A signing certificate leverages asymmetric cryptography, where the private key is used to create a digital signature for a piece of data (such as a software package or another certificate). The corresponding public key, embedded in the certificate, allows others to verify that the signature is valid and hasn’t been tampered with. 

What are the risks of OCSP?

OCSP (Online Certificate Status Protocol) can introduce privacy and reliability risks. Since OCSP checks involve the client contacting a third-party server to validate a certificate’s status, it may expose user behavior (such as which site they’re visiting). Additionally, if the OCSP responder is down or slow, it can delay or block access to secure sites unless soft-fail is enabled, which in turn reduces security guarantees.

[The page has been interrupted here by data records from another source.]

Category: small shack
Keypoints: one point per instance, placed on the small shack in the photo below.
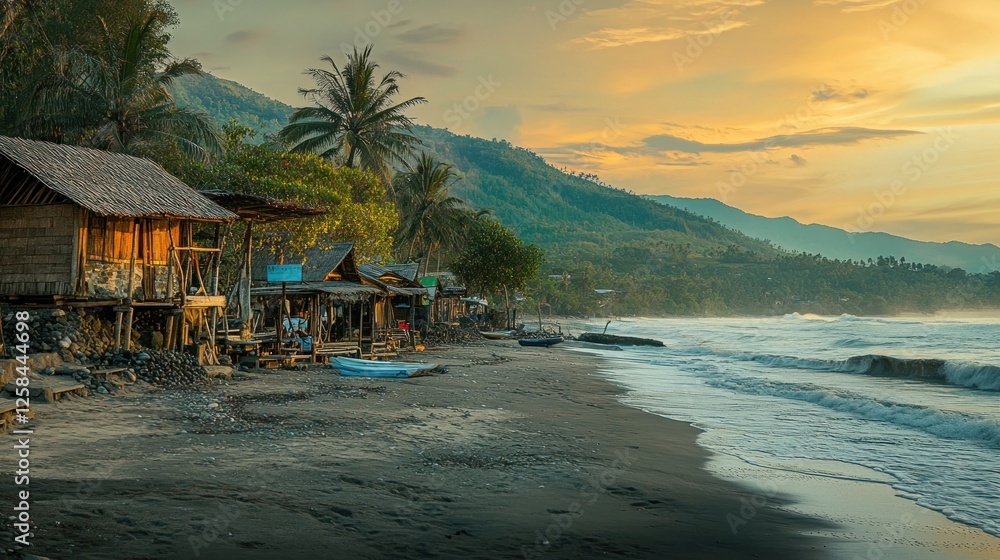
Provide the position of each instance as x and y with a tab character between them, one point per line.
332	302
396	310
445	294
87	228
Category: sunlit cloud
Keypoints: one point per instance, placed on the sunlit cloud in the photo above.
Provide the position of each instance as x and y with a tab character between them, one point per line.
856	5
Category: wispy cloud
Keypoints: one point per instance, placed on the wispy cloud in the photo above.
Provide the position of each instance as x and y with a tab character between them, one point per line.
827	92
432	33
411	64
820	137
608	38
856	5
245	37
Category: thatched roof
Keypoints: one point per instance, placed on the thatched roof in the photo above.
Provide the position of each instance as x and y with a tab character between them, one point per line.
106	183
317	264
339	291
260	208
407	270
390	281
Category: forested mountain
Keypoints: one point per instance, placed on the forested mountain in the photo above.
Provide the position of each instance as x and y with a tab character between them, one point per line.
836	243
655	258
542	204
226	101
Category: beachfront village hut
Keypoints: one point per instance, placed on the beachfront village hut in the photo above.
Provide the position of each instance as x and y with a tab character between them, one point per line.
445	293
396	309
332	305
87	228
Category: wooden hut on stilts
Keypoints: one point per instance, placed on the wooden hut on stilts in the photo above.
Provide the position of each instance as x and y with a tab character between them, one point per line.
88	228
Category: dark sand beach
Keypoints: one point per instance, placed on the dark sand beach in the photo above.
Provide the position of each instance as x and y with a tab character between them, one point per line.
510	453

What are the benefits of OCSP?

OCSP provides near real-time certificate revocation checking, offering a faster and more bandwidth-efficient alternative to downloading entire Certificate Revocation Lists (CRLs). It improves security by helping clients detect and reject revoked certificates quickly. It also allows more granular control for CAs to revoke certificates without affecting others issued under the same chain.

Is OCSP the same as HTTP?

OCSP is not the same as HTTP, but it typically runs over HTTP as its transport protocol. OCSP is a specialized protocol designed for checking the revocation status of digital certificates, whereas HTTP is a general-purpose protocol used for transferring web content. OCSP responses are structured data, often in DER format, carried over HTTP requests.

What is meant by cross signature?

A cross signature refers to a certificate that has been signed by more than one certificate authority, each using a different root. This creates multiple trust chains that point to the same public key and certificate identity, which allows clients to validate the certificate even if they trust different root authorities. It’s a practical solution to improve certificate interoperability during CA transitions or in multi-platform environments.

What is an X.509 signing certificate?

An X.509 signing certificate is a digital certificate that conforms to the X.509 standard and is used to sign digital content, such as other certificates, software, or documents. It contains a public key, issuer information, and a digital signature from the issuing CA. These certificates are foundational to Public Key Infrastructure (PKI) and are critical for establishing digital trust.

What are the different types of code signing certificates?

There are two main types of code signing certificates: standard and Extended Validation (EV). Standard code signing certificates verify the authenticity of software and are issued with basic organizational checks. EV certificates require stricter vetting, including hardware token storage of private keys, and offer better trust indicators (e.g., SmartScreen reputation). EV-signed software is less likely to trigger security warnings on Windows and major platforms.

How to verify OCSP?

To verify OCSP, the client extracts the OCSP URL from the certificate’s AIA (Authority Information Access) field and sends a signed request to the OCSP responder. The responder returns a digitally signed status (“good”, “revoked”, or “unknown”). Tools like openssl ocsp can be used to manually check this. Many browsers and operating systems perform this validation automatically during secure connections.